Step 12: There are still small areas of the subject that need to be brightened, particularly beneath his neck, brow, and eyes, so let’s create a dodge layer. While holding the Option (PC: Alt) key, click on the Create a New Layer icon (+) at the bottom of the Layers panel to open the New Layer dialog. Name it “Dodging,” set the Mode to Soft Light, and check the box that reads Fill with Soft-Light-Neutral Color (50% Gray). You’ll see a gray layer appear in the Layers panel, but the Soft Light blending mode renders it invisible in the image. 

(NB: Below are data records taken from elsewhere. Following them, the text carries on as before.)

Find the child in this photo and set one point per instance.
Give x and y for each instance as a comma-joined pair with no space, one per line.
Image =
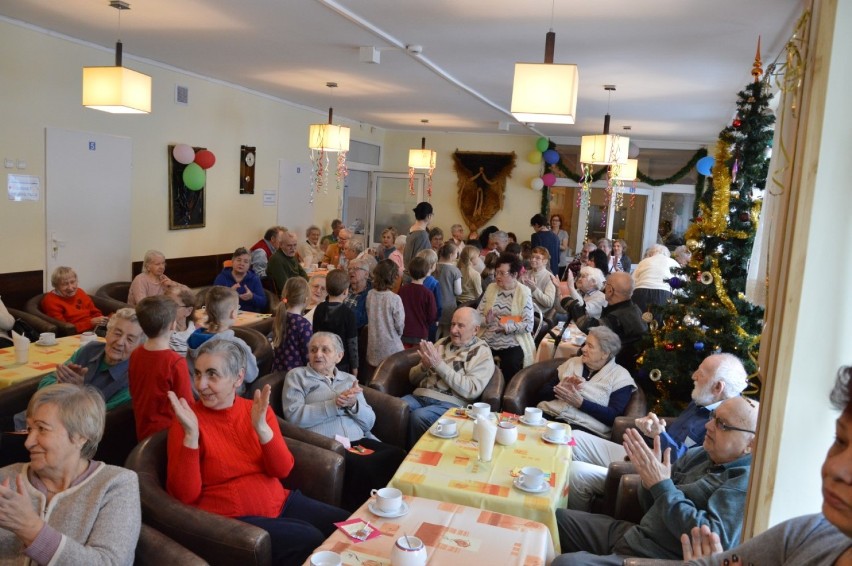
222,306
432,284
418,302
334,316
155,369
292,331
385,313
449,278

Step 13: Select the Brush tool, and press D then X to set the Foreground Color to white. With the Dodging layer active and using the same brush settings we used in Step 10, paint the areas of the subject’s face and neck that are too dark until important details are revealed. 

Step 14: A vignette can often be used to darken the edges of the frame and draw more attention to the subject; however, this image contains elements a good distance from the edges. A normal vignette would not do this. Instead, create a layer for burning. While holding the Option (PC: Alt) key, click on the Create a New Layer icon (+) at the bottom of the Layers panel to open the New Layer dialog. Name it “Burning,” set the Mode to Soft Light, and check the box that reads Fill with Soft-Light-Neutral Color (50% gray). Again, a gray layer will appear in the Layers panel, but you won’t see it in the image. 

Step 15: Select the Brush tool and press D to set the Foreground color to black. With the Burning layer active, paint around those background areas that are too bright. You can refine the overall look by adjusting the Opacity of the layer in the Layers panel. In this case, it was set for 74%.